L’œil… Tout l’univers est en lui, puisqu’il voit, puisqu’il reflète. Guy de Maupassant
Par sa forme, sa fonction, sa transparence ou par sa symbolique, l’œil est à la fois la fenêtre de l’homme sur le monde, et la fenêtre du monde sur l’homme ; une fenêtre ouverte sur ses pensées, ses émotions, son imaginaire. « Les yeux sont le miroir de l'âme » disait Yves Le Guern. Ils contiennent à eux seuls toute l'histoire d'un individu et sa vision, son "point de vue" sur le monde.
Observer, contempler, examiner, mirer, scruter, fixer, toiser, dévisager... autant de synonymes pour désigner le fait de regarder.
Dans la tradition indienne, les yeux sont la porte du mental. S’ils sont soumis à une distraction, alors l’esprit s’échappe et perd sa concentration. C’est pourquoi le drishti est important dans la pratique du yoga. On parle de drishti comme de l’endroit où se place notre regard dans une posture, pour contrôler l’attention pendant la pratique. De façon générale, chaque asana (posture) ou famille d'asana a son drishti associé.
Les 9 drishtis principaux sont :
nasagra drishti – le regard au bout du nez
urdhva drishti – le regard au ciel
bhrumadhye drishti – le regard ente les deux sourcils
nabhi chakra drishti – le regard au nombril
angusthamadhye drishti – le regard vers les pouces
hastagre drishti – le regard au bout des mains (index/majeur)
padayoragre drishti (le regard au gros orteil)
parsva drishti (le regard vers le côté droit/gauche)
Le drishti, en yoga est un outil utilisé pour développer les 5e et 6e piliers du yoga, à savoir prathyara (retrait des sens) et dhyana (concentration). Les yeux sont en lien étroit avec l’activité cérébrale. Immobiliser le regard a donc un effet sur les fluctuations du mental. Là où notre regard se pose, notre esprit se dirige.
Activer un drishti pendant la pratique sert autant comme technique de concentration que comme voie pour focaliser la conscience sur une vision de l’unité.
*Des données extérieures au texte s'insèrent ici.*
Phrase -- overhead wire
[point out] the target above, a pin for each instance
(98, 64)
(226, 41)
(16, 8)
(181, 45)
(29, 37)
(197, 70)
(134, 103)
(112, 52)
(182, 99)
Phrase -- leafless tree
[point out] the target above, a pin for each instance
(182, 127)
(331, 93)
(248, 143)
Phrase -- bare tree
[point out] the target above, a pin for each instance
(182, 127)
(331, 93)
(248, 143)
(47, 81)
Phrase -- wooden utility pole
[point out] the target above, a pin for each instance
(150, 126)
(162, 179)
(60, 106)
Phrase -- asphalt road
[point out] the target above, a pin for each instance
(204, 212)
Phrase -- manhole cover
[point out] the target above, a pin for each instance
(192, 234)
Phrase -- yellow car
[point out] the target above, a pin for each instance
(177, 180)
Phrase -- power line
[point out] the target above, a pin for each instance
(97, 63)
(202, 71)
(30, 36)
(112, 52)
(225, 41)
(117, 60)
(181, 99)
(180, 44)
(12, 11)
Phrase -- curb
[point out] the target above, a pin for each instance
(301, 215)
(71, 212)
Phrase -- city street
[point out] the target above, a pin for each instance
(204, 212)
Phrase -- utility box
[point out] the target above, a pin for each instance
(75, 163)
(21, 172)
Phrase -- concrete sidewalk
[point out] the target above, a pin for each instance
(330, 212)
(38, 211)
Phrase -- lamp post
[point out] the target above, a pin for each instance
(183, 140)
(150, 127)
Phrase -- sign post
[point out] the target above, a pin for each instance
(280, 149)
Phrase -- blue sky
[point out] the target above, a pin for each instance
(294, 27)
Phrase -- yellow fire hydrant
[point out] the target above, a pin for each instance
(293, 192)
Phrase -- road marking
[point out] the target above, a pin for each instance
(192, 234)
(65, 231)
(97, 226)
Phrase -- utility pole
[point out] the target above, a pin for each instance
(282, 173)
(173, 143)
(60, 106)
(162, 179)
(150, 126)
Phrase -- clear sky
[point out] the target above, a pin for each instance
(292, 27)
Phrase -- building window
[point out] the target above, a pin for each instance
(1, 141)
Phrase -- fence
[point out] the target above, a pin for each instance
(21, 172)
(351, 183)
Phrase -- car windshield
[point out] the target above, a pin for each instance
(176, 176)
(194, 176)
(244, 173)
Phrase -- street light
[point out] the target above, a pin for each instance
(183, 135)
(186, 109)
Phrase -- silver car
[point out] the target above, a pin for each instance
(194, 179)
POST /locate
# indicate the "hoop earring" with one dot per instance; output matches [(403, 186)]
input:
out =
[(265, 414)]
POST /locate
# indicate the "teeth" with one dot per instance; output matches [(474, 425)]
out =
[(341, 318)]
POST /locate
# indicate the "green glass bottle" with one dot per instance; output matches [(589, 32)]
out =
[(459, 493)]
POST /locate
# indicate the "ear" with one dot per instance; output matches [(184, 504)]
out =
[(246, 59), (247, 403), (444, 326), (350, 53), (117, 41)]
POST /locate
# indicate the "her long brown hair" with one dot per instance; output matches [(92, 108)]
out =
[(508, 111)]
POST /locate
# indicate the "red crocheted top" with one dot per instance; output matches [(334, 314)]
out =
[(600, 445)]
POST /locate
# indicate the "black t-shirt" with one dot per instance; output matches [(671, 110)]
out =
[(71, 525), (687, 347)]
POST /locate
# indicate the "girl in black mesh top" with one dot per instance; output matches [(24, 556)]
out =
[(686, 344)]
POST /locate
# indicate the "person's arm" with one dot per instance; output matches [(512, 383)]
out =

En utilisant un drishti, on cherche également à dépasser les limites de la vision, en prenant appui sur notre système perceptif. Nos yeux peuvent voir seulement les objets qui reflètent le spectre visible de la lumière, mais le yoga nous amène aussi à (ap)percevoir une réalité intérieure, de nature énergétique, qui n’est pas « visible » au regard classique. Le regard est un guide. Il est projection, anticipation, il est construction d’un monde par un individu en fonction de ses expériences passées, de ses buts futurs, de ses désirs et de ses craintes, de ses croyances.
Le regard est une capture du monde et d’autrui. À lui seul, il suffit à entrer en relation, à « rencontrer » l'Autre. Il peut tout dire, en se passant de mots . Et c'est bien là son super pouvoir.
Il ne me reste plus qu'à vous encourager, pour cette fin septembre, à utiliser le regard pour pratiquer la concentration quand vous vous sentirez trop éparpillé, à contempler l'horizon, à observer l'extérieur mais aussi à regarder un peu à l'intérieur, et enfin, à plonger vos yeux dans ceux de quelqu'un d'autre et à être bouleversé par ce que vous y trouverez.